Google-Get Search "featured snippet"?

968 views Asked by At

How can I extract a

featured snippet

from a Google search results page?

1

There are 1 answers

0
Denis Skopa On

If you want to scrape Google Search Results Snippet you can use BeautifulSoup web scraping library, but with this solution, problems can arise if a lot of requests are made.

You can try to solve the blocking issue by adding headers where your user-agent will be specified, this is necessary for Google to recognize the request as from a user, and not as from a bot, and not block it:

# https://docs.python-requests.org/en/master/user/quickstart/#custom-headers
headers = {
    "User-Agent": "Mozilla/5.0 (Windows NT 6.1; Win64; x64) AppleWebKit/537.36 (KHTML, like Gecko) Chrome/103.0.0.0 Safari/537.36"
}

An additional step could be to rotate user-agents.

The code example below shows a solution using pagination to get more values. You can paginate all pages using an infinite while loop. Pagination is possible as long as the next button exists (determined by the presence of a button selector on the page, in our case the CSS selector ".d6cvqb a[id=pnnext]", you need to increase the value of ["start"] by 10 to access the next page, if present, otherwise, we need to exit the while loop:

if soup.select_one('.d6cvqb a[id=pnnext]'):
    params["start"] += 10
else:
    break

Check code in online IDE.

from bs4 import BeautifulSoup
import requests, json, lxml

# https://docs.python-requests.org/en/master/user/quickstart/#passing-parameters-in-urls
params = {
    "q": "python",       # query example
    "hl": "en",          # language
    "gl": "us",          # country of the search, US -> USA
    "start": 0,          # number page by default up to 0
    #"num": 100          # parameter defines the maximum number of results to return.
}

# https://docs.python-requests.org/en/master/user/quickstart/#custom-headers
headers = {
    "User-Agent": "Mozilla/5.0 (Windows NT 6.1; Win64; x64) AppleWebKit/537.36 (KHTML, like Gecko) Chrome/103.0.0.0 Safari/537.36"
}

page_num = 0

website_data = []

while True:
    page_num += 1
    print(f"page: {page_num}")
        
    html = requests.get("https://www.google.com/search", params=params, headers=headers, timeout=30)
    soup = BeautifulSoup(html.text, 'lxml')
    
    for result in soup.select(".tF2Cxc"):
        title = result.select_one(".DKV0Md").text
        try:
          snippet = result.select_one(".lEBKkf").text
        except:
          snippet = None
                    
        website_data.append({
              "title": title,
              "snippet": snippet  
        })
      
    if soup.select_one('.d6cvqb a[id=pnnext]'):
        params["start"] += 10
    else:
        break

print(json.dumps(website_data, indent=2, ensure_ascii=False))

Example output:

[
    {
    "title": "Welcome to Python.org",
    "snippet": "The official home of the Python Programming Language."
  },
  {
    "title": "Python (programming language) - Wikipedia",
    "snippet": "Python is a high-level, general-purpose programming language.

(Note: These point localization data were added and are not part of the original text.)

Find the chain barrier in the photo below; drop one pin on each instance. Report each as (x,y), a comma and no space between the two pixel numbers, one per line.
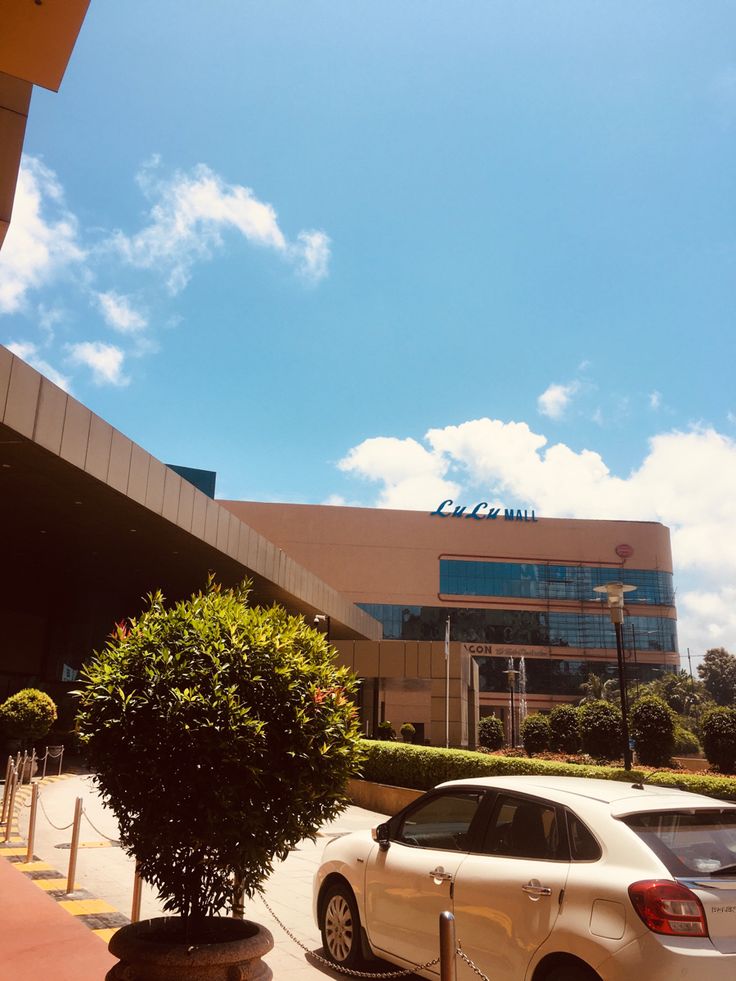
(114,841)
(347,970)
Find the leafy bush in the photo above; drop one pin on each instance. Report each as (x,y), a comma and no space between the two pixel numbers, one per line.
(220,735)
(719,738)
(386,731)
(490,733)
(652,727)
(535,733)
(423,767)
(600,730)
(686,742)
(564,724)
(408,732)
(28,715)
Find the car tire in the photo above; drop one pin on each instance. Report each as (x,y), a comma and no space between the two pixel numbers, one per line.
(571,972)
(340,926)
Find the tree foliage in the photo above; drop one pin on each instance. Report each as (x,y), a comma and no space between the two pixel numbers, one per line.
(490,733)
(652,725)
(718,672)
(28,715)
(535,733)
(719,738)
(564,723)
(220,734)
(600,730)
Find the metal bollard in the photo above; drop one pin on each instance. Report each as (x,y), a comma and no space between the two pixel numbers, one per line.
(74,846)
(6,789)
(448,946)
(135,912)
(11,804)
(32,822)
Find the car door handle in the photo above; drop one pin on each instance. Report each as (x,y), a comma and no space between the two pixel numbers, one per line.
(440,875)
(536,889)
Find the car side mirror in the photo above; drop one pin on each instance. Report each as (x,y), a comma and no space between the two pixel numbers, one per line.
(381,836)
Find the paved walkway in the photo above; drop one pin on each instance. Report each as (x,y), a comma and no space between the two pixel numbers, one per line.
(105,872)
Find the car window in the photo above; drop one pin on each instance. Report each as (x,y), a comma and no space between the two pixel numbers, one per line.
(441,822)
(583,845)
(523,828)
(689,842)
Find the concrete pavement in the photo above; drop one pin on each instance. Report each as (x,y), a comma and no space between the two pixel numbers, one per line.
(107,873)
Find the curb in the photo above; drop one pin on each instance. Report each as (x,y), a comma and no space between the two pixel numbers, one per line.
(101,918)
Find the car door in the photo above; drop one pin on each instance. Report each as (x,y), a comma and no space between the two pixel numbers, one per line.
(409,882)
(507,898)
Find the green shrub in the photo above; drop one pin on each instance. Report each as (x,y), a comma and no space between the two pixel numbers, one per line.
(27,715)
(220,735)
(490,733)
(652,727)
(423,767)
(719,738)
(564,724)
(600,730)
(535,733)
(408,732)
(386,731)
(686,742)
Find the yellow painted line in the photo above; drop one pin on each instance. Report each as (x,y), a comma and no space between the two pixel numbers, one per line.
(51,885)
(34,867)
(80,907)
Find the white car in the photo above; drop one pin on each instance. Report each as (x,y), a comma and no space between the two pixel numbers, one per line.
(549,879)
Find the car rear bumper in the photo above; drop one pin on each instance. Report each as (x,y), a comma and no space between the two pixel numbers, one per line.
(658,958)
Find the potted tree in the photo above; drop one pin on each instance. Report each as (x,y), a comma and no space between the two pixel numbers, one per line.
(220,734)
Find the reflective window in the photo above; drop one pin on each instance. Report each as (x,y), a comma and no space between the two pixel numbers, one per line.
(441,822)
(523,829)
(525,627)
(461,577)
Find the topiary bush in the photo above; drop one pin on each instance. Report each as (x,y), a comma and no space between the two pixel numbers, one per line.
(600,730)
(220,735)
(27,716)
(564,724)
(490,733)
(652,727)
(718,727)
(686,742)
(535,733)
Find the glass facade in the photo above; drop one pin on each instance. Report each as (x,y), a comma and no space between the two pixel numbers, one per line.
(556,677)
(460,577)
(526,627)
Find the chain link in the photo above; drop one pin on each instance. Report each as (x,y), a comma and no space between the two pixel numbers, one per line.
(347,970)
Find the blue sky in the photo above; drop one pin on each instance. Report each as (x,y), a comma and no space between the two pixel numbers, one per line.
(374,253)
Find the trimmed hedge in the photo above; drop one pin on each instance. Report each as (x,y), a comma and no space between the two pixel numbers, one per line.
(423,767)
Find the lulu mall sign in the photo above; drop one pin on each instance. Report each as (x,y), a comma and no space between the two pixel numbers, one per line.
(481,512)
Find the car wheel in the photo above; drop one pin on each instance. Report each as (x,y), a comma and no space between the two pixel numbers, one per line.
(340,926)
(571,972)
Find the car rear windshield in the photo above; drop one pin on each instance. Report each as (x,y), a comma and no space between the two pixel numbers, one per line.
(690,842)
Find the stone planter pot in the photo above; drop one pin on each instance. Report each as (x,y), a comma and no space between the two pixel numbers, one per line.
(151,951)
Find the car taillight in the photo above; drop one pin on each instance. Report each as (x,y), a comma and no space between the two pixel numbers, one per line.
(668,907)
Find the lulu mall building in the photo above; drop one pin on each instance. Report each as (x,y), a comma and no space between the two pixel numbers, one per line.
(429,608)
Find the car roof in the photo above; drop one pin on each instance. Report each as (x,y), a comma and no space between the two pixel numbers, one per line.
(621,797)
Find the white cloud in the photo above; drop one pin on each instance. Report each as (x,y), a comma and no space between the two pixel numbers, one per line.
(120,314)
(104,360)
(29,353)
(42,239)
(687,480)
(555,399)
(188,216)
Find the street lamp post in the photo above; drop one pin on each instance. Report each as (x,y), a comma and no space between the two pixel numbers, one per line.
(615,594)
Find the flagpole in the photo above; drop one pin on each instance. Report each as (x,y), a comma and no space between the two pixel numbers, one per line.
(447,683)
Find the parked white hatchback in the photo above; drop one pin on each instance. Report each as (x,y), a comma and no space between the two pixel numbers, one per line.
(549,879)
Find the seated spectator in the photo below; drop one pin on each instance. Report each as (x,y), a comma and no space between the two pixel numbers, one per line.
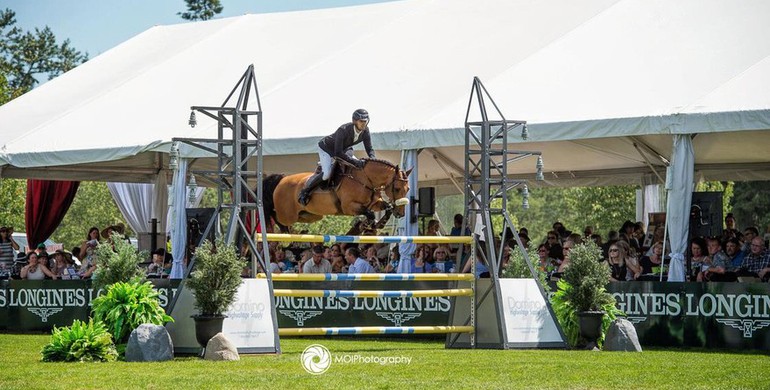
(730,231)
(64,266)
(155,269)
(546,263)
(734,254)
(482,271)
(370,255)
(587,232)
(617,264)
(718,264)
(280,259)
(633,268)
(88,262)
(443,263)
(756,261)
(317,264)
(35,270)
(559,228)
(420,264)
(92,238)
(565,262)
(524,238)
(458,225)
(699,261)
(43,258)
(306,256)
(748,234)
(552,239)
(393,260)
(339,265)
(357,264)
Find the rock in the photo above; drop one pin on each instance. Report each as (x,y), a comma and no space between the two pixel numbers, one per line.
(621,336)
(149,343)
(220,348)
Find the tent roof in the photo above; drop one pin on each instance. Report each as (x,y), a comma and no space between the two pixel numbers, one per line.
(592,78)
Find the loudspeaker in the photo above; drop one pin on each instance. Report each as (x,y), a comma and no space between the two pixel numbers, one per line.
(706,214)
(427,203)
(197,220)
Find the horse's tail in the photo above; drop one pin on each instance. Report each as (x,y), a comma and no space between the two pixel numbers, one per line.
(269,184)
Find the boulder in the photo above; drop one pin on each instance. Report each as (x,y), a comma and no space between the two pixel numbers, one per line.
(149,343)
(220,348)
(621,336)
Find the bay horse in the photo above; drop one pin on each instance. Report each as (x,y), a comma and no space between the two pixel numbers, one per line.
(378,186)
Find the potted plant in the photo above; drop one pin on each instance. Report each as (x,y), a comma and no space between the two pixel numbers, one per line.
(582,304)
(214,281)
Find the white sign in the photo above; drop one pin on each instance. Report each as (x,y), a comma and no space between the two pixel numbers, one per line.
(249,322)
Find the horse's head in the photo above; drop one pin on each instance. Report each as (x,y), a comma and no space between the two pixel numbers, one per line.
(397,190)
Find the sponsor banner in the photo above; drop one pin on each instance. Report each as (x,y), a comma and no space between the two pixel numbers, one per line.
(39,305)
(720,315)
(299,312)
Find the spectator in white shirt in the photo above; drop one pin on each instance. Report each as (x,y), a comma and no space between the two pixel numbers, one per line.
(357,264)
(317,264)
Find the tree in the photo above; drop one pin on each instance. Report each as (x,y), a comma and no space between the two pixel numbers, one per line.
(27,55)
(201,9)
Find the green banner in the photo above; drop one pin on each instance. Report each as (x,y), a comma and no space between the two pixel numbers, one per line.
(719,315)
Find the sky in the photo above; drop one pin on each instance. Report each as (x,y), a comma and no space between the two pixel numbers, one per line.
(95,26)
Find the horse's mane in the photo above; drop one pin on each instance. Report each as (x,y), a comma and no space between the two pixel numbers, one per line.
(381,161)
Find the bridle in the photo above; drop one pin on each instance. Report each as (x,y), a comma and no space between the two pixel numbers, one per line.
(380,190)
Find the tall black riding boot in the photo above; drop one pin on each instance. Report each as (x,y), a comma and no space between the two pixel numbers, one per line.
(311,183)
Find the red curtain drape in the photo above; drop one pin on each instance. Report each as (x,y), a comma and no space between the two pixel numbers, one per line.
(47,203)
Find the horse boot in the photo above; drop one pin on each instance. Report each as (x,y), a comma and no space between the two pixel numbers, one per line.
(311,183)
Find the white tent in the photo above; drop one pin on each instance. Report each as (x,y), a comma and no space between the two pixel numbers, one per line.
(604,85)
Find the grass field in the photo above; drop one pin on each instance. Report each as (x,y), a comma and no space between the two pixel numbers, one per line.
(431,367)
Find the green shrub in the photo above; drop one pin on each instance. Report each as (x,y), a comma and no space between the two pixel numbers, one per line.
(120,264)
(216,277)
(518,268)
(81,342)
(583,288)
(125,306)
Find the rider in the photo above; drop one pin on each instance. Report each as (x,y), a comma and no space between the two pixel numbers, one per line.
(339,145)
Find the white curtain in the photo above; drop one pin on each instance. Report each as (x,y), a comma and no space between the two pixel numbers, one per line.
(135,201)
(652,202)
(680,181)
(406,226)
(177,202)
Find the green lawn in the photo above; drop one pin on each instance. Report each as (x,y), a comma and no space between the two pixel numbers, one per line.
(431,367)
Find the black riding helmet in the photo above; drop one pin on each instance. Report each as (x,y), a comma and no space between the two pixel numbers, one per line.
(360,114)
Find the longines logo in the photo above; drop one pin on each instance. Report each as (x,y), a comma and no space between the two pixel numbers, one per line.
(747,326)
(44,312)
(397,318)
(300,315)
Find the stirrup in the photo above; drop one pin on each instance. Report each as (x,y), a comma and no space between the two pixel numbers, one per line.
(304,198)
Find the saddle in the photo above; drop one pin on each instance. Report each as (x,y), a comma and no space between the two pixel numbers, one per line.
(339,170)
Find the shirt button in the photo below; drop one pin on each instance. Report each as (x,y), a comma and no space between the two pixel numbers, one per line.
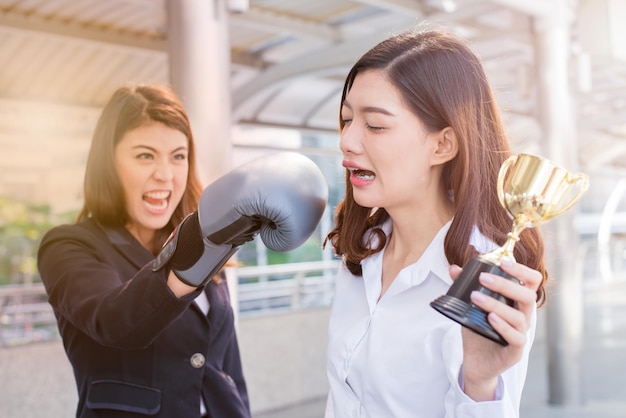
(197,361)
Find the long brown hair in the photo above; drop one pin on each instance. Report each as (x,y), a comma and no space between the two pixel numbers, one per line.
(130,107)
(443,82)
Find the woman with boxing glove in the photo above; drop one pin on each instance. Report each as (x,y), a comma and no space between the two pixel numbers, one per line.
(136,283)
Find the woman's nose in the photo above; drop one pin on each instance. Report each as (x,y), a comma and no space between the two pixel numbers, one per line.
(350,140)
(163,171)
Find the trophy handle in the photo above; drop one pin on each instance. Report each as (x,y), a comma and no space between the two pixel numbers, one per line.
(584,185)
(501,176)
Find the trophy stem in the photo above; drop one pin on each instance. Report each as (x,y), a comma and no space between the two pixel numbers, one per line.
(456,304)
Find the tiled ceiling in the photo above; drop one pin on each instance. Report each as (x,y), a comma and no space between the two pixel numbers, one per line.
(61,60)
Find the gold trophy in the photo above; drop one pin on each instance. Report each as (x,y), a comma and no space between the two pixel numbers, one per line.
(533,190)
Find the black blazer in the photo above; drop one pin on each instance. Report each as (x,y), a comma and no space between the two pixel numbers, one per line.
(136,349)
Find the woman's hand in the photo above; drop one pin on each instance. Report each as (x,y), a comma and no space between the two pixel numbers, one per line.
(483,359)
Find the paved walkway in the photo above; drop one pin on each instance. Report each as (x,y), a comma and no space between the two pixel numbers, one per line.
(602,366)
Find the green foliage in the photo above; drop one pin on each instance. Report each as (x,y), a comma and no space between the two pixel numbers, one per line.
(22,226)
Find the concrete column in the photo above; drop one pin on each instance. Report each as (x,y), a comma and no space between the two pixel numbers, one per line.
(199,59)
(565,297)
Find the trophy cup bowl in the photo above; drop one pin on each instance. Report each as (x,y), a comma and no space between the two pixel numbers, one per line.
(533,190)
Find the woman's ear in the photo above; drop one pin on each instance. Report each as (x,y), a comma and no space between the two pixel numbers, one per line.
(447,146)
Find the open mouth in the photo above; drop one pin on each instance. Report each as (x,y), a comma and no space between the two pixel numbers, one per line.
(157,201)
(362,174)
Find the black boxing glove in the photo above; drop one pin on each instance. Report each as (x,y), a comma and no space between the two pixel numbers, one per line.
(281,197)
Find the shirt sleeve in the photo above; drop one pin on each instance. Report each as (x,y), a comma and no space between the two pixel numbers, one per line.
(508,390)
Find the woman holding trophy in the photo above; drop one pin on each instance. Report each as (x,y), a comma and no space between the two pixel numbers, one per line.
(423,143)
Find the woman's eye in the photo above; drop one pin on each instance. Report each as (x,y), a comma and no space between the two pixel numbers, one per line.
(374,128)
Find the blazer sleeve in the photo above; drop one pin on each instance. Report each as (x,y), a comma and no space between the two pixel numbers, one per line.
(81,272)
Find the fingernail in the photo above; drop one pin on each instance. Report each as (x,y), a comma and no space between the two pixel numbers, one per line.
(485,278)
(477,296)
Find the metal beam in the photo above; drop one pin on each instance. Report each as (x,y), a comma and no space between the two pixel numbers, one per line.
(79,33)
(276,23)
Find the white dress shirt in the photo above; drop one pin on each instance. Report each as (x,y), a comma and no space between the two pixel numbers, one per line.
(398,357)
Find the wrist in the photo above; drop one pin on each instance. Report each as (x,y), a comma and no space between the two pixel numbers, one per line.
(480,390)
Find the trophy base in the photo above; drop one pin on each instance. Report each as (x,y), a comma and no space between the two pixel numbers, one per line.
(457,305)
(467,315)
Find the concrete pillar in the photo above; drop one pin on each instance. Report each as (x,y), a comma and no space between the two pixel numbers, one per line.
(565,324)
(199,59)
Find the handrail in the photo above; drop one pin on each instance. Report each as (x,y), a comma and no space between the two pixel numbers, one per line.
(279,287)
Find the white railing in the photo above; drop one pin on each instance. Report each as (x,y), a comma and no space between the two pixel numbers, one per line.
(261,290)
(26,316)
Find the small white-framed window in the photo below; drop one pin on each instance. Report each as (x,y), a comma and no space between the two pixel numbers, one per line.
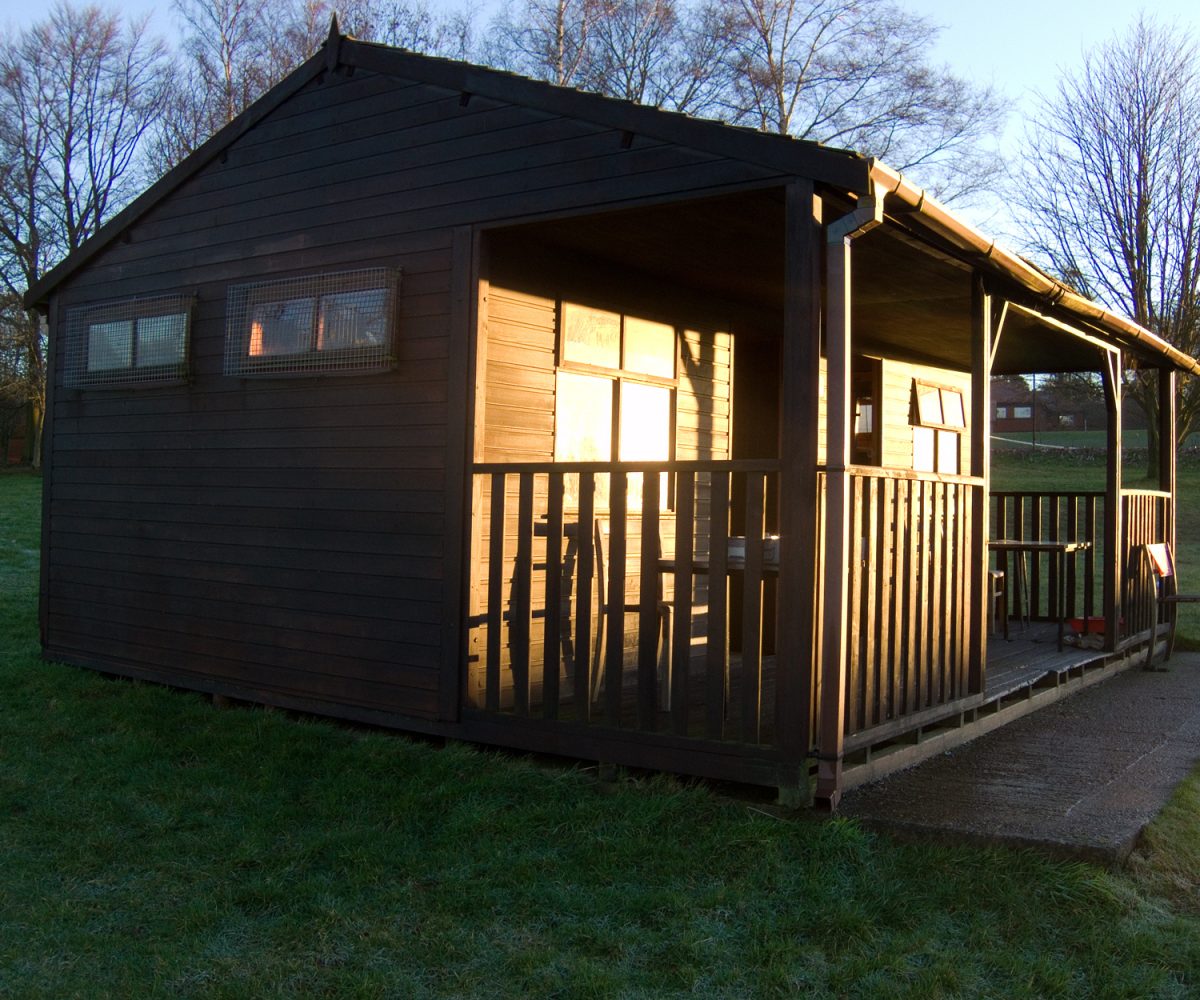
(615,395)
(939,419)
(127,342)
(328,323)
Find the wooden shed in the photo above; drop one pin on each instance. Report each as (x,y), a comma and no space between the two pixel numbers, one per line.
(438,397)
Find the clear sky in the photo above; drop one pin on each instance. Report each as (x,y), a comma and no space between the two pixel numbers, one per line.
(1018,46)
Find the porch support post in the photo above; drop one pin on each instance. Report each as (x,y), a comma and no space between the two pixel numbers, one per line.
(1167,454)
(981,466)
(798,411)
(1114,556)
(839,237)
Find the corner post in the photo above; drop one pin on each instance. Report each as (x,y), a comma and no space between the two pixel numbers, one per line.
(798,413)
(1167,453)
(1114,556)
(839,237)
(981,468)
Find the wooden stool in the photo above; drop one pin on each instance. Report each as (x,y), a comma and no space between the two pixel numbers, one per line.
(999,591)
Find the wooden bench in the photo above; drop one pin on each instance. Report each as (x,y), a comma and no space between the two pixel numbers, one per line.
(1167,596)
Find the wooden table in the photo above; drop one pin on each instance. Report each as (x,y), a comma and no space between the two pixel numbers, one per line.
(1057,551)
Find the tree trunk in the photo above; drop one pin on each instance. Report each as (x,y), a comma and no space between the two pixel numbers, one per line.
(1152,438)
(33,451)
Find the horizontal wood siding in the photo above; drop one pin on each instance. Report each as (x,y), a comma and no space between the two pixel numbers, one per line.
(288,537)
(897,409)
(519,426)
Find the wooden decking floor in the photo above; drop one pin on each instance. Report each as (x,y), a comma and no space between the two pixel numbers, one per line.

Its design philosophy emphasizes code readability with the use of significant indentation."
  },
  {
    "title": "Python Courses & Tutorials - Codecademy",
    "snippet": "Python is a general-purpose, versatile, and powerful programming language. It's a great first language because Python code is concise and easy to read."
  },
  {
    "title": "Python - GitHub",
    "snippet": "Repositories related to the Python Programming language - Python. ... Collection of library stubs for Python, with static types. Python 3.3k 1.4k."
  },
  {
    "title": "Learn Python - Free Interactive Python Tutorial",
    "snippet": "learnpython.org is a free interactive Python tutorial for people who want to learn Python, fast."
  },
  # ...
]

You can also use Google Search Engine Results API from SerpApi. It's a paid API with the free plan. The difference is that it will bypass blocks (including CAPTCHA) from Google, no need to create the parser and maintain it.

Code example:

from serpapi import GoogleSearch
from urllib.parse import urlsplit, parse_qsl
import json, os

params = {
  "api_key": os.getenv("API_KEY"), # serpapi key
  "engine": "google",              # serpapi parser engine
  "q": "python",                   # search query
  "num": "100"                     # number of results per page (100 per page in this case)
  # other search parameters: https://serpapi.com/search-api#api-parameters
}

search = GoogleSearch(params)      # where data extraction happens

organic_results_data = []

while True:
    results = search.get_dict()    # JSON -> Python dictionary
    
    for result in results["organic_results"]:
        organic_results_data.append({
            "title": result.get("title"),
            "snippet": result.get("snippet")   
        })
    
    if "next_link" in results.get("serpapi_pagination", []):
        search.params_dict.update(dict(parse_qsl(urlsplit(results.get("serpapi_pagination").get("next_link")).query)))
    else:
        break
    
print(json.dumps(organic_results_data, indent=2, ensure_ascii=False))

The output is exactly the same as in bs4's answer.